Which brings me back to the purpose of my thoughts today as I write. My parents are coming to visit for Thanksgiving and I am making my mom her favorite whole-wheat pita bread. As I gently stirred the yeast into the warm water to start a sponge the smell of fermentation struck me right in the third eye and I was instantly transported to the midst of harvest surrounded by fermentation bins, grape samples and barrels. This was a very difficult harvest for me. I started July 25th with Pinot Noir from Malibu and ended November 11th when I pressed Cabernet Sauvignon from Happy Canyon. I also run two businesses and try to make sense out of this world in the process. I am not complaining and I am fully aware that my story is not atypical. Just to say that I am reminded now of just how exhausted I was in mid October when I met my parents in Washington DC for a Macedonian conference where I was the emcee.
As they picked me up from the airport I tried to hide my stained and calloused hands from my mom who would at some point make a comment on them. In the hotel room where we snacked on the delicacies she brought from home in archetypical Macedonian mother fashion, we were in conversation about the conference and its attendees. (As an aside, I studied political science in undergrad and journalism in graduate school and I received a Fulbright scholarship to study ethnic issues in Macedonia in 1998-1999. I imagined during that time I would be a journalist on the front lines toward peace. But we all know what happens to the best-laid plans.) As I am biting into a slice of my mother’s creation, she looks at me and says, “After all of your schooling and two degrees all you are is a winemaker.”
I sat silent and continued eating, letting the conversation swirl around me. It stung at first. I am not sure if she knew what she meant or if she meant what she said. I do know that she worries about my work being so physically demanding and she doesn’t really know how this fits in with her worldview. As I mentioned before, you made a living doing something else and you made wine for living. My parents, along with almost all other immigrant parents, wanted me to be a doctor or a lawyer - the two professions that seem the most stable and lucrative. Personal fulfillment was never part of the success equation. As people who left their homes in search of better futures for themselves and their children, sacrifice and hard work were the only two things that made sense. Yet, here I am sacrificing and working hard exactly as they taught me every day of my life.
I never retorted to her comment and the weekend slid by with all the other familial fat elephants. And today as I knead this pita for my mom I am flooded by that moment and the emotional tailspin it sent me in. What I wanted to say is, “Why isn’t this enough if it makes me happy?” when I realize that perhaps it is precisely too much. They taught me too well. My parents are conditioned to only see the hard work. I don’t know how to explain to them the joy driving hidden roads in search of new vineyards. The peace of the afternoon silence walking in the shadow of grapevines. The pleasure of sorting cold fruit on its way to the destemmer. The sweet smell of wine filling up a clean barrel. The headiness of buzzing winemakers at the height of the day. The satisfaction of holding a complete year of your life in a bottle and sharing it with others.

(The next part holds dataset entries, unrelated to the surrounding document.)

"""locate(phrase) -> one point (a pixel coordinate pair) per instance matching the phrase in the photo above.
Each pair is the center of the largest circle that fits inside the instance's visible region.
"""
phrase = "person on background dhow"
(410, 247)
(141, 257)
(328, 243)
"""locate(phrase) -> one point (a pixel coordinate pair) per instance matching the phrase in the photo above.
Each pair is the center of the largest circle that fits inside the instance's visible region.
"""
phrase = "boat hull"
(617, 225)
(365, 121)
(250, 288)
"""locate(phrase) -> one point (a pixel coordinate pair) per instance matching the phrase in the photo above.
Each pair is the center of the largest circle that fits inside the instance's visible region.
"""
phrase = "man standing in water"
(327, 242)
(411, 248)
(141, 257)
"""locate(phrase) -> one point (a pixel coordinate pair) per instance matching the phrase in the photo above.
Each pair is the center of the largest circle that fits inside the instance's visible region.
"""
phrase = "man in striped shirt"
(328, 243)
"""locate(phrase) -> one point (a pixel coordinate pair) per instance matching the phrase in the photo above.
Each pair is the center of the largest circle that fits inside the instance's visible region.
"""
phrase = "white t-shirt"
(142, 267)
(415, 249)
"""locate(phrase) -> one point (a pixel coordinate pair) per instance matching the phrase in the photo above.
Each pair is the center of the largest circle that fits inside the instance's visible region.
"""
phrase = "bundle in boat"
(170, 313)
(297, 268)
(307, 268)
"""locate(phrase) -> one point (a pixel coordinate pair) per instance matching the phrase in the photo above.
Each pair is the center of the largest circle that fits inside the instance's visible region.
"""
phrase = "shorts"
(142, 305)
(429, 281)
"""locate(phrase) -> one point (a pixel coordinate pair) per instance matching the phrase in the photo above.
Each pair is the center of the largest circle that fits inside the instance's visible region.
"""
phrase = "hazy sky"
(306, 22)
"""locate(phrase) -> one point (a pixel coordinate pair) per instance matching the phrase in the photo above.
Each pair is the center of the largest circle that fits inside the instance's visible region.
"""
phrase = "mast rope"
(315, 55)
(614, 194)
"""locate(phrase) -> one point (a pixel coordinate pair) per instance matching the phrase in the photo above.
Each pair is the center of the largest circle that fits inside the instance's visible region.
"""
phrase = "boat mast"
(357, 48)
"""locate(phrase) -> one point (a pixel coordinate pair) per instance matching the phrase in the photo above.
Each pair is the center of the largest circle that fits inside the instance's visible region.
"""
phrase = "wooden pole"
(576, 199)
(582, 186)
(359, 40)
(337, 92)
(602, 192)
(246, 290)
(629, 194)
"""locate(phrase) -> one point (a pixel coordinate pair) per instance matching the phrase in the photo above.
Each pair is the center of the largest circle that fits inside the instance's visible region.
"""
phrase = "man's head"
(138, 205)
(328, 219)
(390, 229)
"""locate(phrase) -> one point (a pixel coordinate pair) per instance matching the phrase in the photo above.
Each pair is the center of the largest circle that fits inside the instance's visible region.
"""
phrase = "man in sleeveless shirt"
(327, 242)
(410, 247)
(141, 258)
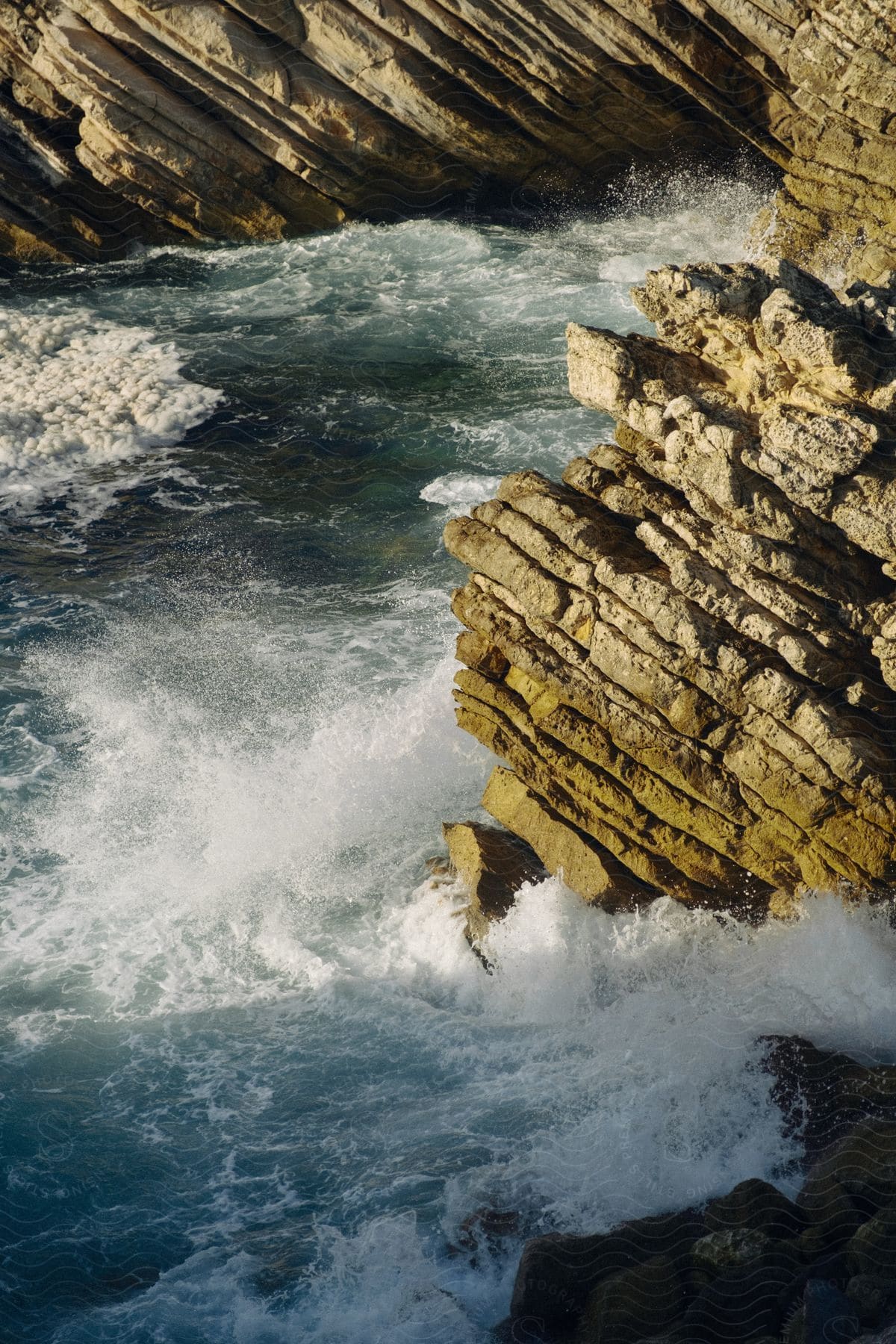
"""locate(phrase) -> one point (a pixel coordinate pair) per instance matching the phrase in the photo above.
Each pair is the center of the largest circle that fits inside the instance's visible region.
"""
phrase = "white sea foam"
(460, 490)
(85, 393)
(220, 880)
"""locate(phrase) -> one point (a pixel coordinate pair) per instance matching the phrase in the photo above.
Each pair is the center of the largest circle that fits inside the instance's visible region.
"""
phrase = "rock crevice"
(245, 120)
(684, 652)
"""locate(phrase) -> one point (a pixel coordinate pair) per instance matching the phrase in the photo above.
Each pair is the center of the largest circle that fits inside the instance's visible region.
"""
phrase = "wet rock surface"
(140, 119)
(741, 1269)
(684, 650)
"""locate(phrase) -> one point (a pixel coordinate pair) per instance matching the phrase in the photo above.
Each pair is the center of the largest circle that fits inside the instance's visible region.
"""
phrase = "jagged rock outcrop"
(144, 119)
(753, 1263)
(687, 651)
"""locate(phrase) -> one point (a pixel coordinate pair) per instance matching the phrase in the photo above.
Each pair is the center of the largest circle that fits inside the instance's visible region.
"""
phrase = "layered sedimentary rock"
(143, 119)
(685, 652)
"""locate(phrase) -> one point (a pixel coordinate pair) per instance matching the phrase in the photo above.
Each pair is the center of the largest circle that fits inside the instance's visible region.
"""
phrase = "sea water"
(254, 1082)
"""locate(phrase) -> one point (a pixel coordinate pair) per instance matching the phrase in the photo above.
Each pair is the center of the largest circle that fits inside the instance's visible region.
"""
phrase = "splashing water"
(254, 1082)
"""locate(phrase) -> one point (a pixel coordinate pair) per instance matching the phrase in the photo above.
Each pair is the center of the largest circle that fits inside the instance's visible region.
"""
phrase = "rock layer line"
(685, 652)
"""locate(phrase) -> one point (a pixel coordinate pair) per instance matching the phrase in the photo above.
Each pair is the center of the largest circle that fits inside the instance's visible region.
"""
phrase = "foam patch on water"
(460, 490)
(85, 393)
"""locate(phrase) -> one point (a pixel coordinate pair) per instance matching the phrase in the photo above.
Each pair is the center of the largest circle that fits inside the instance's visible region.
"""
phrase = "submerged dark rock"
(753, 1265)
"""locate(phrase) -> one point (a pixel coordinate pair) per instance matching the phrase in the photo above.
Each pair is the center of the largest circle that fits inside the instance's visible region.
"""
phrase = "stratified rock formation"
(687, 651)
(751, 1265)
(153, 120)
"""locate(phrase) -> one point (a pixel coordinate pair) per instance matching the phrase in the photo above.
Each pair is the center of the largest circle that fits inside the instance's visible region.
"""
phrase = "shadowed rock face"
(687, 651)
(125, 120)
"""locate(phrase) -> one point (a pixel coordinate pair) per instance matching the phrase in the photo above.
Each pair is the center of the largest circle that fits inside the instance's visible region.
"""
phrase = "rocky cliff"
(685, 653)
(141, 119)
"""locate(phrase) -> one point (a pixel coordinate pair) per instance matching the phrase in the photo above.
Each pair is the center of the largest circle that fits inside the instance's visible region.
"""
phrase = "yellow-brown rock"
(152, 120)
(691, 640)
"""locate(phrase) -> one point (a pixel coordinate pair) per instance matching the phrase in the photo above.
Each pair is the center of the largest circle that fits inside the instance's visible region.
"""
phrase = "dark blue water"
(253, 1081)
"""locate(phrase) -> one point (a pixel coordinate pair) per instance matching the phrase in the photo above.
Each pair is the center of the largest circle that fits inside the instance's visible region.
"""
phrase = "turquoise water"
(253, 1080)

They don’t see that in each bottle of wine are my self-portraits – all they see is their reflection along with the stains, calluses, stresses, struggles and missed calls. Today I make wine for a living and make a life out of wine. It was a path that guided me without revealing the road. Thankfully I was blind to the challenges and propelled by forward momentum. I just keep moving straight ahead, like my parents did when they began their life here in America 46 years ago.